Auf der Rückfahrt leert sich der Mikrobus genauso unscheinbar und alltäglich wie er sich gefüllt hatte. Michael Reger erzählt, dass er Angebote aus anderen Gemeinden gehabt hätte, wo er an einem einzigen Ort tätig sein und eine ruhigere Kugel schieben hätte können. Allein, er will es so, der mühsame mobile Dienst von Dorf zu Dorf gefällt ihm, er will nichts anderes machen. Und er ist mit Leidenschaft dabei.
Als einer der letzten Gläubigen im Inneren des Wagens von einem Mann aus Martinsberg erzählt, der von einem Aussiedler einen Hof gekauft und als Anreiz auch noch den Grabplatz versprochen bekommen hätte, wird Herr Reger richtiggehend wütend: „Wie kann er so etwas behaupten: ´Und meinen Grabplatz kannst du auch noch haben!´ Wie kann er das behaupten, der Grabplatz gehört ihm doch nicht, der gehört der Kirche! Das ist wie bei Christoph Martin Wielands Geschichte über den Prozess um des Esels Schatten: als sich der zufriedene Käufer eines Esels nach abgeschlossenem Geschäft unter den Schatten des Tieres gelegt hatte, behauptete der Verkäufer des Esels erbost, der Käufer müsse für den Schatten extra zahlen – vom Schatten sei nicht die Rede gewesen.“
Nachdem wir Frau Alida, die letzte Seele, wieder abgeliefert haben, ist der Arbeitstag Michael Regers noch immer nicht zuende. Zwei Geburtstage muss der Kirchenmann heute noch absolvieren, ein Sachse wird heute 89 Jahre alt, da muss er hingehen und gratulieren. Wieder zuhause muss er noch den Hühnern ihre Körner ausstreuen und sie hinterher in den Stall scheuchen. Sonst fallen sie vom Fleisch – und ohne Fleisch kein Preisch. Wenn er endlich Feierabend hat, packt er sich die Fernbedienung, und liest sich im Teletext die Neuigkeiten durch, mal sehen, was der Springer dazu sagt. Und dann sieht er fern, am liebsten Snooker, denn das ist so schön beruhigend.

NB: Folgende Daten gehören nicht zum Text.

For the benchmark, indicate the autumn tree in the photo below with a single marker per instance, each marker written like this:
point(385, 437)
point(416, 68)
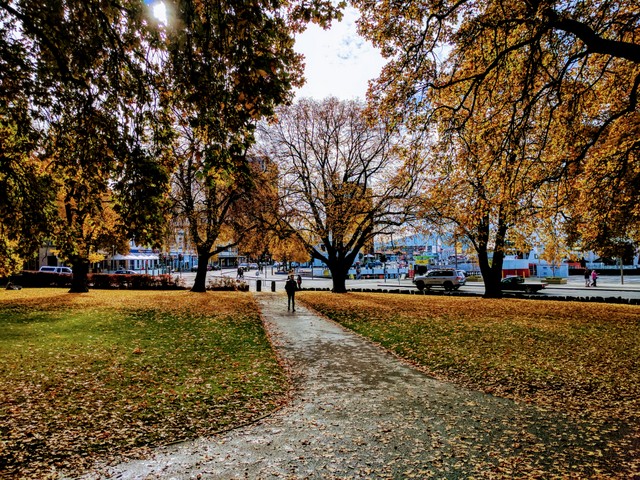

Nachdem ich mich freundschaftlich verabschiedet habe, warte ich an der Station von Kerz auf den Lokalzug zurück nach Hermannstadt, während das frei herumstreunende Pferd noch immer am Brachland grast. Es ist Sonntagabend, und der Zug ist überfüllt mit jungen Studenten, die schwer bepackt mit prall gefüllten Taschen aus den Dörfern vom Land zurück in die Stadt fahren. Ihre Eltern und Großeltern haben ihre Taschen mit Wurst und Fleisch der Schweine vom Hof vollgestopft, dazu Gemüse, Milch und Wein aus den hauseigenen Kellern in umfunktionierte Zwei-Liter-Coca-Cola-Plastikflaschen gefüllt, die aus den Sporttaschen hervorlugen. Die meisten von ihnen sind Rumänen, denn die Enkel der letzten sächsischen Seelen sind zum großen Teil längst in Deutschland, während ihre Großelten indessen vergeblich darauf warten, ihnen ihre Taschen vollfüllen zu können, damit sie auf ihrem Weg in die Zukunft unterwegs nicht verhungern.